Abstract
Purpose
To investigate factors with a significant relationship with the absence of musculoskeletal disease (MSD: osteoporosis, knee osteoarthritis (K-OA), and lumbar spondylosis (L-OA)) in elderly people ≥70 years old.
Methods
The subjects were 279 people (134 males, 145 females, mean age: 75.2 years) who attended an annual health checkup and were prospectively included in the study. Osteoporosis was defined as %YAM ≤70%, K-OA as Kellgren–Lawrence grade ≥2, and L-OA as osteophytes of Nathan class ≥3. Subjects were divided into those with (group D) and without (group N) any MSD. Clinical variables including locomotive syndrome (LS), frailty, sarcopenia, and QOL (SF-36) were compared between the groups.
Results
There was no significant difference in age or gender between group N (n = 54) and group D (n = 225). Lower BMI and pain, including neuropathic pain; greater back muscle strength, physical ability, and balance with eyes closed; larger lumbar lordosis, sacral inclination, and lumbar ROM; and smaller spinal inclination were found in group N. The rates of LS and sarcopenia were significantly lower and QOL was significantly higher in group N.
Conclusions
This study firstly revealed the significant musculoskeletal factors and geriatric syndromes related to an absence of MSD, which may form the basis of interventions to improve QOL in elderly people ≥70 years old.
1. Introduction
Musculoskeletal degenerative disease (MSD) increases with age and is common in elderly people, which affect morbidity, quality of life (QOL) and mortality [1]. The three major MSDs are osteoporosis, knee osteoarthritis (K-OA), and lumbar spondylosis (L-OA), and prevention of these MSDs may contribute to an increased QOL because we previously demonstrated that increased comorbidity rates of these MSDs negatively impacted on physical QOL [2]. Obesity may be a cause of K-OA, and this condition has an impact on the spine (knee-spine syndrome) [3–5]. MSDs are also associated with low back pain (LBP), neuropathic pain (NeP), and knee joint pain, and have relationship with muscle strength because muscle exercise can relieve knee joint pain due to K-OA or LBP due to L-OA. To the best of our knowledge, factors related to the absence of MSD in relatively healthy elderly people have not been examined. If these factors can be identified, interventions can be planned to improve QOL in elderly people. Therefore, the objectives of this study were to investigate the rate of absence of MSD and identify factors that are significantly related to an absence of MSD in elderly people ≥70 years old in a health checkup.
2. Materials and Methods
A prospective cohort study was conducted at an annual health checkup in Yakumo, Hokkaido, as part of the Yakumo study [6–8]. The checkup has been held annually and supported by local government for over 30 years. A total of 279 subjects aged ≥70 years (male: 134, female: 145, mean age: 75.2 years) were included in the current study. Subjects with a surgical history of osteoporotic fractures, K-OA, and L-OA, or with fresh vertebral fracture were excluded from the study. Osteoporosis was defined as %YAM ≤70% in the calcaneus [9], and K-OA as Kellgren–Lawrence grade ≥2 on plain radiographs of the knee joint [10]. In lumbar plain radiographs, L-OA was defined as osteophytes of Nathan class ≥3 for L1/2-L5/S1 [11]. Spinal sagittal alignment was also examined on these radiographs [12], based on the thoracic kyphosis angle, lumbar lordosis angle, sacral inclination angle, spinal inclination angle, thoracic range of motion (ROM), and lumbar ROM. Measurements were also made using SpinalMouse® (Idiag, Volketswil, Switzerland), which showed high reproducibility compared to plain radiographs without the need for radiation invasiveness in our previous cohort study [13, 14]. A positive lumbar lordosis angle indicates lordosis in this study, and a positive spinal inclination angle indicates a bent forward posture.
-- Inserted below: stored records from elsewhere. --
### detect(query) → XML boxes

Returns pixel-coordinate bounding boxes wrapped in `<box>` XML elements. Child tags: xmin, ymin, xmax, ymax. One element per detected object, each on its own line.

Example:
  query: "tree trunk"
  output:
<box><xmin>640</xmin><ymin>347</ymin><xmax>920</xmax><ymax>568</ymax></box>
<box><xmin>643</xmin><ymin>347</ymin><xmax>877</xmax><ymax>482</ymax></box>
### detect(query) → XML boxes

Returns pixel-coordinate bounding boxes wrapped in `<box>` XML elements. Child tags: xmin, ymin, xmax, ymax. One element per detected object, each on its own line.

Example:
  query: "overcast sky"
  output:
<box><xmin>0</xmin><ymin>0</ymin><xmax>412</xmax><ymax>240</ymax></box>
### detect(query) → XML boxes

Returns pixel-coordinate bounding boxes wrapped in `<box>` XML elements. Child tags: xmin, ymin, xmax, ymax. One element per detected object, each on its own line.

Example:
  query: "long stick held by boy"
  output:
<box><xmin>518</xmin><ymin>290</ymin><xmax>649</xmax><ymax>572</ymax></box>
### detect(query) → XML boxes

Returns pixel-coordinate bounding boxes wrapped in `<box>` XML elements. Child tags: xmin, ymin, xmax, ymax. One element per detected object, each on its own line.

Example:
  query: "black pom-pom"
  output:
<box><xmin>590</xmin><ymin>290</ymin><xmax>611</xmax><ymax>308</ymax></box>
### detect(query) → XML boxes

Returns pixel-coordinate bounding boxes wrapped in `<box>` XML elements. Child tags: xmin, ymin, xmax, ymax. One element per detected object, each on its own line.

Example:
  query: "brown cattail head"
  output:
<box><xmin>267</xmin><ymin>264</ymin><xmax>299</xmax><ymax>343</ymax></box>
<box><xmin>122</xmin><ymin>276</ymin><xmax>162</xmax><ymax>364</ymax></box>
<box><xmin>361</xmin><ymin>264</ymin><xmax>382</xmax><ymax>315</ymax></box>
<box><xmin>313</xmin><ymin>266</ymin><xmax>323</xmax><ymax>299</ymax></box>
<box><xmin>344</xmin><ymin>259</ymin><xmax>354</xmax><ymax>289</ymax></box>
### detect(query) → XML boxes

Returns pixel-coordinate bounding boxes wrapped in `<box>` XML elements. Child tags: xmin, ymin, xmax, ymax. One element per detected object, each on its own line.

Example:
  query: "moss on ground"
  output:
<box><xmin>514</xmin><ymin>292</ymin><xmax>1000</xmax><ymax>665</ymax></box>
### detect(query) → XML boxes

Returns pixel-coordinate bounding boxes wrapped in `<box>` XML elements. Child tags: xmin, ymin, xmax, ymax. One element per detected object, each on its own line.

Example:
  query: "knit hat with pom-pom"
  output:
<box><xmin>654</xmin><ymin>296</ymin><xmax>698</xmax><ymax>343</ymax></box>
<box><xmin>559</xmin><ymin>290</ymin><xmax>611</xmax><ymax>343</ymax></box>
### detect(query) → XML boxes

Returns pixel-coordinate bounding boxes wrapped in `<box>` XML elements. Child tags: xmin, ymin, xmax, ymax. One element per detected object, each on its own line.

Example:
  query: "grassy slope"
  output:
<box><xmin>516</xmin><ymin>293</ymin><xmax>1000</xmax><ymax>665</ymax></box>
Subjects with an absence of MSD were defined as those with no osteoporosis, K-OA, and L-OA (group N). These subjects were compared with those with any MSDs (group D). Age, gender, body mass index (BMI), pain, muscle strength, gait ability, balance, and common geriatric syndromes were examined in each group, Severities of LBP, sciatica, and knee joint pain were evaluated using a visual analogue scale (VAS); 0–100 mm), and neuropathic pain (NeP) was defined as ≥13 points on the pain DETECT questionnaire [15, 16]. QOL was evaluated using the physical component summary (PCS) and the mental component summary (MCS) on SF-36 (Japanese v.2.0) [17, 18].
The study was approved by the Committee on Ethics on Human Research of our University and informed consent was obtained from all subjects.
2.1. Muscle Strength Measurement
Grip strength in a standing position was measured once for each hand with a handgrip dynamometer (Toei Light Co., Ltd., Saitama, Japan), and the average value was used [19]. Back muscle strength as the maximal isometric strength of the trunk muscles in a standing posture with 30° lumbar flexion was measured once using a digital back muscle strength meter (T.K.K.5402, Takei Co., Japan) [20].
2.2. Physical Ability
Subjects walked a straight 10-m course once at their fastest pace and the time required to complete the course was recorded as the 10 m gait time [21]. In the 3 m timed-up-and-go test (3 m TUG), the time required to rise from a standard chair (46 cm seat height from the ground), walk a distance of 3 m, turn around, walk back to the chair, and sit down was measured. The mean of two trials was recorded. The maximum stride length was measured in a standing position, with subjects asked to put their right foot forward as far as they could, and then to bring the left foot up to the right foot without touching the floor with their hands or knees. This was repeated with the left foot forward, and the average value divided by the subject's height was used as the maximum stride length. In the two-step test, subjects stood with their toes behind a starting line, and took two steps that were as long as possible, and then aligned both feet. The two-step test score was obtained as the length of the two steps (cm) divided by height (cm) [22].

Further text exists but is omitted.